Was a long read? Making it simpler…
DeepMind’s AI creates soundtracks for videos
What’s the story
Google’s DeepMind has introduced a new artificial intelligence (AI) tool, capable of generating soundtracks for videos.
The tool utilizes both video content and text prompts to create audio.
This allows users to produce scenes with a drama score, realistic sound effects, or dialog that aligns with the characters, as well as the tone of a video.
DeepMind’s website showcases examples of the AI tool’s capabilities.
How does it work?
The AI tool can generate audio based on specific text prompts.
For example, Google used the prompt “cars skidding, car engine throttling, angelic electronic music” to create a soundtrack for a video showing a car driving through a cyberpunk-style cityscape.

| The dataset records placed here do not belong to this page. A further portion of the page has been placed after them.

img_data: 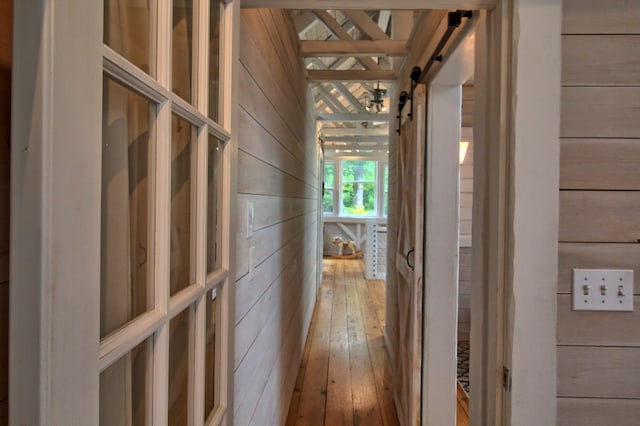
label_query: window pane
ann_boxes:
[169,308,191,426]
[341,160,377,215]
[204,288,218,419]
[173,0,194,103]
[209,1,221,121]
[100,337,152,426]
[207,135,222,274]
[384,164,389,216]
[324,162,335,188]
[101,77,154,338]
[342,182,376,215]
[104,0,156,76]
[171,115,194,295]
[323,190,334,213]
[342,160,376,183]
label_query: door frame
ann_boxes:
[421,17,476,423]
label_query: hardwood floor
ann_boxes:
[285,259,470,426]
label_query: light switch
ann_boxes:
[247,202,254,238]
[572,269,634,312]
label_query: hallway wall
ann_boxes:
[0,0,11,423]
[557,1,640,423]
[233,9,320,425]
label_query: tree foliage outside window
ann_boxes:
[342,160,376,215]
[323,162,335,213]
[384,164,389,216]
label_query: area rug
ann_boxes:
[457,342,470,394]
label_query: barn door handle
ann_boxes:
[406,248,415,270]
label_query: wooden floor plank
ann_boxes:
[353,262,399,426]
[325,261,354,425]
[456,382,470,426]
[286,259,470,425]
[345,262,385,426]
[294,281,333,424]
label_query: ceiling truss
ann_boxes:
[291,9,416,153]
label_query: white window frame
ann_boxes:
[323,155,388,219]
[10,0,239,424]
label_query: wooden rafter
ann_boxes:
[243,0,497,9]
[318,112,390,121]
[307,69,395,81]
[342,10,390,40]
[324,135,388,143]
[311,10,383,71]
[316,85,352,113]
[299,40,407,57]
[331,82,367,113]
[322,127,388,136]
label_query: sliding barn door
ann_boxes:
[393,84,426,426]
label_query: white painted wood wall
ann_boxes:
[557,1,640,424]
[233,9,320,425]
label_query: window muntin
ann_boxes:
[101,76,155,339]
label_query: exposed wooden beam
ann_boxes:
[300,40,408,57]
[300,40,407,57]
[317,86,351,113]
[308,69,395,81]
[324,135,388,142]
[343,10,390,41]
[322,127,388,136]
[331,82,367,113]
[323,142,389,151]
[242,0,496,9]
[311,10,383,71]
[318,112,391,121]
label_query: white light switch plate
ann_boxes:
[572,269,634,312]
[247,202,254,238]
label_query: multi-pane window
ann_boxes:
[323,161,335,213]
[323,158,388,217]
[342,160,377,216]
[99,2,233,425]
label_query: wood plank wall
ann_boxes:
[234,9,320,425]
[0,0,11,424]
[558,1,640,424]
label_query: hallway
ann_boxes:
[285,259,398,425]
[285,258,471,425]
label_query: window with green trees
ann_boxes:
[342,160,376,215]
[323,158,387,217]
[323,161,335,213]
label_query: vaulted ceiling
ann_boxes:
[289,10,420,153]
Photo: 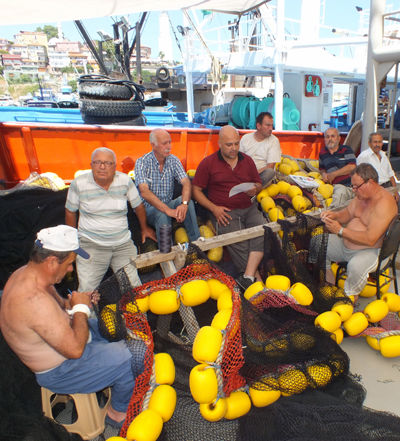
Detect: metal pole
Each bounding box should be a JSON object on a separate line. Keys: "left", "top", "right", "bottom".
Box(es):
{"left": 136, "top": 22, "right": 142, "bottom": 84}
{"left": 129, "top": 12, "right": 148, "bottom": 57}
{"left": 387, "top": 62, "right": 398, "bottom": 160}
{"left": 123, "top": 29, "right": 132, "bottom": 80}
{"left": 74, "top": 20, "right": 109, "bottom": 75}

Another example involved creating an underwater soundscape using the prompt “jellyfish pulsating under water, marine life, ocean.”
Despite the option to use text prompts, they are not mandatory for using this tool.
The tool offers unlimited audio options
Users of DeepMind’s new AI tool are not required to precisely align the generated audio with corresponding scenes in the video.
The tool can produce an unlimited number of soundtracks for videos, providing users with endless audio options.
This feature sets it apart from other similar tools such as ElevenLabs’s sound effects generator, which also uses text prompts to generate audio.
It could simplify audio-video pairing
The AI tool was trained on audio, video, and annotations containing detailed descriptions of sound as well as transcripts of spoken dialog.
This training permits the video-to-audio generator to match audio events with visual scenes accurately.
It could potentially simplify the procedure of pairing audio with AI-generated video from tools like DeepMind’s Veo and Sora.
However, there are some limitations to this tool that DeepMind is currently working on improving.
It is undergoing improvements and testing
One of the limitations of DeepMind’s new AI tool is its ability to synchronize lip movement with dialog, which is currently being improved.
The quality of the video-to-audio system is also dependent on video quality; grainy or distorted videos can result in a noticeable drop in audio quality.
The tool is not yet available for general use as it still needs to undergo rigorous safety assessments and testing.